Maximizing Function in Full Face Transplant Recipients

In 2011, Brigham and Women’s Hospital made headlines as the site of the nation’s first full face transplant. In July 2019, the Brigham set another milestone with the world’s first full face transplant procedure on a black patient and the oldest recipient ever. It was the ninth face transplant at the Brigham and the 15th nationwide.

Robert Chelsea, a 68-year-old man from California, came to the Brigham with disfiguring facial injuries resulting from a traumatic, fiery car crash six years earlier. After the accident, Chelsea went through over 30 surgeries, yet his face remained severely scarred. His lips, part of his nose and part of his left ear couldn’t be reconstructed, limiting his ability to eat, drink, smile and speak normally.

Donald J. Annino, MD, DMD, from the Division of Otolaryngology-Head and Neck Surgery, was among those responsible for attaching the donor face to Chelsea and making sure he regained optimum function after the procedure. His surgical expertise related to the microvascular and facial nervous systems made him a key part of the surgical team.

“Otolaryngology expertise is crucial to helping face transplant recipients resume breathing, swallowing and speaking function,” Dr. Annino explained. “We focus on how and what the patient is eating, how they are breathing, how their tongue functions and how well they can communicate both before and after the procedure. We also closely evaluate the facial nerves to determine the specific nerve branches that need to be harvested from the donor face in order to achieve that optimum function.”

Dr. Annino worked closely with the surgical lead, Bohdan Pomahac, MD, the Roberta and Stephen R. Weiner Distinguished Chair in Surgery and director of plastic surgery transplantation.

“Our experience has demonstrated that face transplantation is a viable option for patients with severe disfigurement and limited function who have no alternatives,” Dr. Pomahac said. “We recently published a follow-up study of the first patients to receive a face transplant at the Brigham, which showed they had a robust return of facial motor and sensory functions, allowing them to socially reintegrate in a way that would not have been possible pre-transplant.”

Face transplantation is not a first-line treatment and is never considered for strictly aesthetic reasons. To be a candidate, a patient must have severe functional limitations, sometimes following many rounds of conventional reconstruction procedures. Patients must be willing to go through extensive psychological counseling both pre- and post-procedure. In addition, because transplantation requires the patient’s immune system to be suppressed for the rest of their life to keep their bodies from rejecting the donor organ, patients must demonstrate a history of good compliance with medication protocols and other therapies.

Chelsea met the requirements. After an evaluation by the surgical team and an extensive screening process, he began the wait for a donor, a process that took longer than for previous Brigham face transplants due to his skin tone.

“Face transplantation has significant obstacles that don’t exist with transplanting other organs such as livers, lungs and kidneys,” said Dr. Annino. “The donor and the recipient need to be a good match in terms of gender, age and skin tone. Complexion shade can be especially hard to match, even between two African Americans, because the range of skin tones is much larger than with whites.”
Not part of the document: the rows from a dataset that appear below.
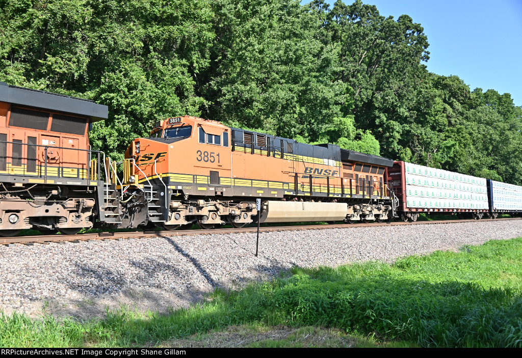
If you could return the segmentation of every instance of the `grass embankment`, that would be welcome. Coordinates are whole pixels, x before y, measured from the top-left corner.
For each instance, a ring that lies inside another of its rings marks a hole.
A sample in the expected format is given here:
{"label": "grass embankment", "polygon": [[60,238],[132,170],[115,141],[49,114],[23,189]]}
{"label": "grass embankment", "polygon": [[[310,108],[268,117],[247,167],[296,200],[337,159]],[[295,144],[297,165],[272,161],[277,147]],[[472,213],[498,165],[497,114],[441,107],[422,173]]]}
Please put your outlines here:
{"label": "grass embankment", "polygon": [[288,277],[217,290],[210,298],[165,316],[122,309],[82,323],[2,316],[0,345],[168,345],[246,325],[330,327],[423,347],[522,347],[522,238],[393,265],[296,268]]}

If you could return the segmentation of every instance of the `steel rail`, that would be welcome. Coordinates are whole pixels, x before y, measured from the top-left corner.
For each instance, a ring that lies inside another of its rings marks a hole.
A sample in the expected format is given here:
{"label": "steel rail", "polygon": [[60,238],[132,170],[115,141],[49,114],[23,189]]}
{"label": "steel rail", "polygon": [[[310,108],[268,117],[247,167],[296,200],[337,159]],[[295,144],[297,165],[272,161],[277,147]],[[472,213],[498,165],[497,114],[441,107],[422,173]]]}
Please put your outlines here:
{"label": "steel rail", "polygon": [[[506,220],[520,220],[520,217],[508,217],[497,219],[481,219],[480,220],[439,220],[434,221],[417,221],[411,223],[369,223],[367,224],[333,224],[322,225],[295,225],[292,226],[262,226],[259,228],[261,232],[272,231],[287,231],[289,230],[317,230],[324,229],[349,228],[356,227],[369,227],[372,226],[398,226],[405,225],[437,225],[439,224],[459,224],[461,223],[477,223],[485,221],[502,221]],[[256,227],[226,228],[221,229],[193,230],[161,230],[158,231],[136,231],[92,233],[77,234],[73,235],[34,235],[31,236],[14,236],[13,237],[0,237],[0,244],[12,245],[15,244],[42,244],[45,242],[79,242],[82,241],[94,240],[109,240],[129,239],[132,238],[162,237],[165,236],[181,236],[182,235],[209,235],[211,234],[234,234],[241,233],[255,233]]]}

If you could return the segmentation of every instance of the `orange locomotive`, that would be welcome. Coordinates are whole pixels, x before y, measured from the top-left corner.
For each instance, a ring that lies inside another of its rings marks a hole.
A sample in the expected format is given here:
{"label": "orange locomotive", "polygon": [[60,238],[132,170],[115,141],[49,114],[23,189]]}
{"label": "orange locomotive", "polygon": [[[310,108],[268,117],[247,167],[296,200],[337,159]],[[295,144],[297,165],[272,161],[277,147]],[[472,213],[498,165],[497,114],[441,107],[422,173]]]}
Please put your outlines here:
{"label": "orange locomotive", "polygon": [[125,152],[123,226],[242,227],[257,220],[257,198],[265,223],[395,215],[390,159],[188,116],[158,122],[151,135]]}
Due to the intricacies of blending skin of different shades of the donor’s face with Chelsea’s native one, the decision was made to pursue full face transplant. Once a donor of the same gender, a similar age and a nearly identical skin color became available, the Brigham sprang into action. More than 45 physicians, nurses, anesthesiologists, residents and research fellows assisted during the 16-hour transplantation procedure.

After the surgery, Chelsea began the recovery process. For nearly a month, he remained in the hospital, monitored closely by Brigham transplant medicine and infectious disease physicians for signs of rejection. Under the direction of Dr. Annino, occupational therapists helped him regain the ability to swallow after his tracheotomy and feeding tubes were removed.

“One of our goals was to make sure he was able to ingest proper nutrition while also protecting his airway,” said Dr. Annino.

Upon leaving the hospital, Chelsea convalesced nearby, continuing therapy and starting a lifelong immune-suppression medication protocol crucial to preventing infection.

“Our social workers found a temporary apartment in Boston, and a couple of his family members came to help with his follow-up care,” Dr. Annino said. “His recovery went very well, and he was able to return home to California two-and-a-half months after surgery.”

According to Dr. Annino, Chelsea is not the first face transplant patient to come to the Brigham from outside of Massachusetts. Eight of the Brigham’s nine face transplant recipients have hailed from other regions of the country.

“The foundation of the Brigham’s leadership reputation in face transplants is strong,” he concluded. “We have a well-established transplant center with an extensive history of transplants in general, along with the institutional knowledge, specialized surgeons and multidisciplinary teams needed to achieve good results. When people have a choice, they choose Brigham and Women’s Hospital.”